Der Komponist wird vom litauischen Dirigenten Modestas Pitrenas, Konzertchef am Theater St. Gallen, brillant gewürdigt, ebenso vom Sinfonieorchester St. Gallen, vom Chor des Theaters St. Gallen, vom Opernchor St. Gallen und vom Theaterchor Winterthur.

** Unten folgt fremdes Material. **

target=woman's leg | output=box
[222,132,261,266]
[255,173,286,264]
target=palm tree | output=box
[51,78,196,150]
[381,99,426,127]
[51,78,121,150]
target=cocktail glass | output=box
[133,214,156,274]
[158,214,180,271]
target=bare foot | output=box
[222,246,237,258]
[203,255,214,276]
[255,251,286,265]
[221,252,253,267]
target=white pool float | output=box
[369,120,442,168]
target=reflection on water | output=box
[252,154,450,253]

Den herrlichen Genuss vollenden die polnische Sopranistin Ewa Vesin als Maddalena di Coigny, der venezolanische Tenor Jorge Puerta als Andrea Chénier und der russische Bariton Alexey Bodganchikov als Carlo Gérard. Auch die übrigen Rollen sind erstklassig besetzt. Das Lob wäre unvollständig ohne den Hinweis auf die höchst zufriedenstellende Tontechnik.
Packendes Finale
Bestechend ist die Leistung der griechischen Regisseurin Rodula Gaitanou. Sie schafft es, die ohne Ouvertüre mitten im Geschehen beginnende Oper mit ihren labyrinthischen Handlungssträngen klar zu strukturieren. Die vier Akte gehen fliessend – abgesehen von der Pause – ineinander über, mal mit einer einzigen Solodarbietung, mal mit sämtlichen Sängerinnen und Sängern und Statisten. Die Tempowechsel und die Farbwechsel der Kostüme gehören als dramaturgische Impulse dazu.

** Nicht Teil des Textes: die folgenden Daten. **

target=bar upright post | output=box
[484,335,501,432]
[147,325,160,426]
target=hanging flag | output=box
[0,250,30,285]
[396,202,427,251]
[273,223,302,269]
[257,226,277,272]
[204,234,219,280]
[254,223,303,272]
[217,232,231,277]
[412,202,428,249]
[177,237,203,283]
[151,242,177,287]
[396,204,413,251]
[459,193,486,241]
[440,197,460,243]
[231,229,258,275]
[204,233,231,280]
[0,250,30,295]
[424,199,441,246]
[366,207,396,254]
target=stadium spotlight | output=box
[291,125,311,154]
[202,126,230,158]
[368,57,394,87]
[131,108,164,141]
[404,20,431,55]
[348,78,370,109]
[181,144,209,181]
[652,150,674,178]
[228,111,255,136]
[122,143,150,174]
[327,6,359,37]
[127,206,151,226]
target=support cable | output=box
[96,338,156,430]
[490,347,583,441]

Das Stück wogt nicht hin und her, sondern entwickelt sich packend aufs Finale zu. Im gemeinsamen Sterben unter der Guillotine beweisen Andrea Chénier und Maddalena ihre gegen die Vergänglichkeit und die Schicksalsschläge rebellierende Liebe.
Diese wohl das Herz berührende, doch den Kitsch vermeidende Gewissheit verdankt sich auch den griechischen Ausstattern takis, die unterstützt von Lise Bondu fürs Bühnenbild und die Kostüme verantwortlich zeichnen.
Das Beil fällt. Stille im Klosterhof. Dann warmer Applaus und eine Standing Ovation.
Die 18. St. Galler Festspiele mit der Oper, mit Tanz, Konzerten und einem Gottesdienst dauern bis zum 7. Juli.